By Laura Koran, CNN
Here's the Belief Blog’s morning rundown of the top faith-angle stories from around the United States and around the world. Click the headlines for the full stories.
From the Blog:
CNN: State Dept: Release pastor jailed for 1,000 days, sentenced to death in Iran
It has been more than 1,000 days since a Christian pastor was thrown into an Iranian jail for leaving Islam and sentenced to death for, as the U.S. State Department put it, "simply following his faith." On Monday, the agency once again called on Iran to release Youcef Nadarkhani.
CNN: Study: People tweet more about church than beer
In an effort to look at cultural differences across the United States, a data analysis company selected two words that it felt exemplified an American cultural divide and analyzed their usage on Twitter. The words: “beer” and “church.” And according to the study by Floatingsheep.org, Americans tweet more about church than beer, and there is a distinct regional divide between the tweets.
Tweets of the Day:
Belief on TV:
The Huffington Post: Episcopal Church Approves Transgender People Ordination
The Episcopal Church on Monday overwhelmingly voted to allow the ordination of transgender people. At its triennial General Convention in Indianapolis, the church House of Deputies approved a change to the "nondiscrimination canons" to include "gender identity and expression." The move makes it illegal to bar from the priesthood people who were born into one gender and live as another or who do not identify themselves as male or female.
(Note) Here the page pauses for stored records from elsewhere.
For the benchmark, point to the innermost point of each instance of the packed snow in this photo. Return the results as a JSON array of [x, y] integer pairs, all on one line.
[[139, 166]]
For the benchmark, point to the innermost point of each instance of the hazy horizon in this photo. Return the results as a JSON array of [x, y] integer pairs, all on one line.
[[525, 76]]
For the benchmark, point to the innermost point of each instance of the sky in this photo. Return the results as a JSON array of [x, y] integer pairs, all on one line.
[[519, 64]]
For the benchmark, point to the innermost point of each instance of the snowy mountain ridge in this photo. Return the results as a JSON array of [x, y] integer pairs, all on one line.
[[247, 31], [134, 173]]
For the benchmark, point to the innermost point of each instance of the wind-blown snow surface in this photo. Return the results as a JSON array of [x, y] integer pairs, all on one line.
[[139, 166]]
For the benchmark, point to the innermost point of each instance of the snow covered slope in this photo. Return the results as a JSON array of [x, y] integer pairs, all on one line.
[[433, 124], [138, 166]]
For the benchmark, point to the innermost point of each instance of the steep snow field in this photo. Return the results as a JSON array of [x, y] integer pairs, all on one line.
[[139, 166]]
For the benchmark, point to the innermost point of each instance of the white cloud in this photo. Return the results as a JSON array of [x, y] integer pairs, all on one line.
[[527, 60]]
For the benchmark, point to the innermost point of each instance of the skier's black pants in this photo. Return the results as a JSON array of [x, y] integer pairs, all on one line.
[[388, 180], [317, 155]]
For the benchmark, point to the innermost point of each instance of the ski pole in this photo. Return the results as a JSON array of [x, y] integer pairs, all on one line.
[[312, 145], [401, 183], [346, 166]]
Religion and Politics: What Happened to Romney’s “Evangelical Problem”?
For six years, reporters and commentators have told the American public that evangelicals don’t want to vote for Mitt Romney because he is a Mormon. But now that Romney has become the presumptive Republican nominee, that narrative has evaporated, replaced by a new one: evangelicals will embrace Romney after all. Politics appear to trump theology. Evangelicals may not think Romney’s a Christian, but at least he’s not Obama.
The Jewish Telegraphic Agency: Jewish, Muslim student leaders meet to promote direct dialogue
Dozens of Jewish and Muslim student leaders are meeting in Bratislava, Slovakia to promote inter-religious dialogue through backdoor channels. The gathering, which began Sunday, was launched to allow young leaders to bypass community establishments and encourage direct dialogue, according to Ilya Sichrovsky, who founded the Muslim Jewish Conference, an Austria-based nonprofit, three years ago.
The Herald (South Carolina): York defendant thankful for penance
After Cassandra Belle Tolley pleaded guilty to driving drunk and crashing into a car, seriously injuring two people, a judge sentenced her to eight years in jail followed by five years of probation and substance abuse counseling. Circuit Court Judge Michael Nettles also included another order in the sentence, one that’s much less common. Tolley must read the Old Testament book of Job and write a summary.
Religion Dispatches: LDS Church Brings Religious Pressure to Zoning Fight
Coverage is beginning to pick up on a story first reported last Friday in Provo, Utah’s Daily Herald about the LDS Church applying a form of ecclesiastical pressure to get local residents who oppose the building of a nine-story LDS Church building in their neighborhood to relent. Residents in the Pleasant View neighborhood of northeast Provo had been assured by their local LDS Church leaders that it was okay to express concern about the building of a new nine-story Missionary Training Center that would significantly alter this residential and heavily LDS neighborhood in the foothills of the Wasatch Mountains. But then, local residents received messages that high-ranking LDS Church officials wanted them to drop their opposition.
Quote of the Day:
Those critics misunderstand my message. There's no question Paul and other apostles and disciples suffered for their faith, but they showed us you can have joy in the midst of trials. My message centers on the fact with God we can overcome difficult times . . . and we all go through those.
In an interview with Cleveland.com, Pastor Joel Osteen responds to some of his critics who say that he preaches a prosperity gospel, which focuses on the positive messages of the Bible without acknowledging the suffering of Jesus’ disciples.
Join the conversation…
Hadhrat Mirza Masroor Ahmad, the leader of the Ahmadiyya Muslim Community, presides over a sermon to his followers in suburban Washington, D.C.
CNN: Islamic sect has appealing message for U.S. politicians but has global enemies
You’ve almost certainly never heard of him, but Hadhrat Mirza Masroor Ahmad drew some serious star power at a recent Capitol Hill reception in his honor. House Democratic Leader Nancy Pelosi and Republican Sen. John Cornyn were among the many lawmakers who showed up to meet Ahmad, a Muslim leader who was in town last week on a rare U.S. visit from London. At a time when the United States is struggling with its views about Islam – as Islamists gain power in the Middle East and with ongoing concerns about Quran-citing terrorists – it’s not hard to see Ahmad’s appeal to both parties. As he said in his Capitol Hill speech, he has “love for all, hatred for none.”